35 years ago I came home to the house I shared with a friend and let her dog out, I have no memory of it. What I do remember is that her dog was hit by a car and died, and it’s my fault. I don’t remember any of this but Lisa remembers, she’s mentioned it a few times. The last time was about 10 years ago, and it was a complete surprise to me. What kind of person must I be to do such a thing and not remember it. I tried to ignore it but it’s definitely in me. I say I don’t remember but I have a dim recollection of thinking letting the dog out was okay. I've wanted to dispute this day or forget her pain but I own it now. It's mine, I did it.

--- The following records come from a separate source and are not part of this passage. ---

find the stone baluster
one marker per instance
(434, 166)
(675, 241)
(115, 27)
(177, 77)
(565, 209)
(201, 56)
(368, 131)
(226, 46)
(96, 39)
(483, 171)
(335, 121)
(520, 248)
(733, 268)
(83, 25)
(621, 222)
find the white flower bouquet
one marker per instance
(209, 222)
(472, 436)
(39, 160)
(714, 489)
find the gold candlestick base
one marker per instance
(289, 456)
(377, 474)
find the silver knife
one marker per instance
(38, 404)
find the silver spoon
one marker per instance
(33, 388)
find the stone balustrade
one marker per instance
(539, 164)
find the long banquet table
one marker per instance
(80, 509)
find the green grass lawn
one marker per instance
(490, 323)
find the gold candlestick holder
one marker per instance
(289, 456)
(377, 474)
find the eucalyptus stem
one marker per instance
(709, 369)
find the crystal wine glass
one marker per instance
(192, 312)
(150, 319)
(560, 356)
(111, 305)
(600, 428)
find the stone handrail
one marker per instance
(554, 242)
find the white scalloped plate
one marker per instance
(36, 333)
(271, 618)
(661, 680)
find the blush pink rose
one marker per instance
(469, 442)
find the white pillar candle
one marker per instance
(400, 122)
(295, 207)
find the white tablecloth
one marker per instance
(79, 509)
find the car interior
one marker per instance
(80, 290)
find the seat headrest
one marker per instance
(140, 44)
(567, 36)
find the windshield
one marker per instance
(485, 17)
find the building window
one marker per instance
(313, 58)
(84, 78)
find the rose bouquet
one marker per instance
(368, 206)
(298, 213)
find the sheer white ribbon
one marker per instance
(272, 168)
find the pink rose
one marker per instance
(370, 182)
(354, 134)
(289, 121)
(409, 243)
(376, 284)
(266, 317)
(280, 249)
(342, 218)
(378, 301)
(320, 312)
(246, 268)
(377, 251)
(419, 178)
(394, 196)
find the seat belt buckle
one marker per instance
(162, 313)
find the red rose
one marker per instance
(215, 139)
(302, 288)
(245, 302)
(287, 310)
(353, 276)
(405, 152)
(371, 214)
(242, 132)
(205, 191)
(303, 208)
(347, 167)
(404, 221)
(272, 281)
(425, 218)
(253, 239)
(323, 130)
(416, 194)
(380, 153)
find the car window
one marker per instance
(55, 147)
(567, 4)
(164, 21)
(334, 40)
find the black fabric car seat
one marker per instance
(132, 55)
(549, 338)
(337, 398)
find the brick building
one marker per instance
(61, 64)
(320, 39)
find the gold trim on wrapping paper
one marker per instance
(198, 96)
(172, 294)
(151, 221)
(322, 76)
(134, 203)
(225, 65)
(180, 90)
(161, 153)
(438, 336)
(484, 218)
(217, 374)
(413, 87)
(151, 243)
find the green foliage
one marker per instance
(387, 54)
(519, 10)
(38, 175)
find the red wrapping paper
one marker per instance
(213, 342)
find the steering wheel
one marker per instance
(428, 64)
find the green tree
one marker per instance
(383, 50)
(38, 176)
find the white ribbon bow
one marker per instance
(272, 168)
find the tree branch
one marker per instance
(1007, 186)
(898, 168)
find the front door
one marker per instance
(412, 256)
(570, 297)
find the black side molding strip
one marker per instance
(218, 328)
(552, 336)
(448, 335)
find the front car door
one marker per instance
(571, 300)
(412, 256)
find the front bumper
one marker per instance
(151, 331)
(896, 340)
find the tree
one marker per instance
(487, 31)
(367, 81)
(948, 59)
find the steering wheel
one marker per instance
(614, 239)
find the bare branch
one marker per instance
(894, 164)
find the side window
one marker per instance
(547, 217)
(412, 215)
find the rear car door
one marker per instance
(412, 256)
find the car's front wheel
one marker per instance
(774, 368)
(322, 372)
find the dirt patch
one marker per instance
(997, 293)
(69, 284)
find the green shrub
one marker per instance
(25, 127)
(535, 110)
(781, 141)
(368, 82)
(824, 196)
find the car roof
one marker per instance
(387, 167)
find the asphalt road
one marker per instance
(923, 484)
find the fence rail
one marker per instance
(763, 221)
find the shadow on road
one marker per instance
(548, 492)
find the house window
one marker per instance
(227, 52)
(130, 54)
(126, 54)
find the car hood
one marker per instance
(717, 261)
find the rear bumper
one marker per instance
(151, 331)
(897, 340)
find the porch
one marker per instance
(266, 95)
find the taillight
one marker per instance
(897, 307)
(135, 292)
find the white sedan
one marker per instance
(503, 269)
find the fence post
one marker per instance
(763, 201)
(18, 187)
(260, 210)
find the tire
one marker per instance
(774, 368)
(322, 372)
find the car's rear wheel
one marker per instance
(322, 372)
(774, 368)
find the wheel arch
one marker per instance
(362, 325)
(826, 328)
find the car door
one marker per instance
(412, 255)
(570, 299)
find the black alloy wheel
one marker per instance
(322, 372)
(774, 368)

Forgot. Hard to remember what you’ve forgotten. I would guess that my husband would have a list of things I’ve forgotten. Ways that I’ve made him feel small and unloved.
Once when Sara was 5 or 6, on certain days of the week she stayed after school and went to the auditorium for folklorico dance class. Her 1st grade teacher taught the class. One day, somehow the kids went to the class but Sara was left on the playground. I came by more than an hour later to get her and found her crying lost on the playground. That was a sad lonely sight, I’m so sorry that happened. I doubt that I did a very good job of comforting her, those moments are not my best. I was mad, I remember that. But I understand how it happened and if I hadn’t been trying to do so much —- make a living, by then Sean was a baby, stretch every minute of my work day to get as much done as humanly possible - I would grab any chance for her to stay occupied after school. I’m ashamed that I wasn’t there for her that day.
My dad forgot to go to things a lot when I was growing up — performances at school mainly. It was painful to search the crowd for him and not see him. I taught myself to expect it, and to imagine that his life must be filled with things I didn’t understand. But I knew that he didn’t really have that much going on - what could he have? He wasn’t married with kids any longer. He had a wife, but all they did was run a magazine together. It did not matter to him that I had a performance, that was truth. But some times he did make it.
The trip to Cozumel when I was 14, we found some locals to take us scuba diving, I think it was scuba, I remember being under the water. One of the teachers was maybe 18, and he followed me in the water and rubbed on my swimsuit on my labia. I didn’t notice at first and then was full of surprise and shame when I finally felt it and realized what was happening. It was such a sport for him. Did I swim away when I noticed it? I think it stopped shortly after I noticed. Soon after we all came out of the water, my mother, stepfather, myself, and the 2 locals. My parents crossed the street from the beach to the hotel, and I stayed at the beach sitting there hugging my legs to my chest. He came up and sat next to me for a while, I wouldn’t talk to him and eventually went away. I was forgotten there on the beach. I did not tell my mother what happened. I felt shame that I didn’t feel what he did right away, that it took maybe 10 seconds for me to notice. It continued for another 10 seconds. He was a horrible fuck. Why are people so mean? Why do that to a young girl, why is that a sport?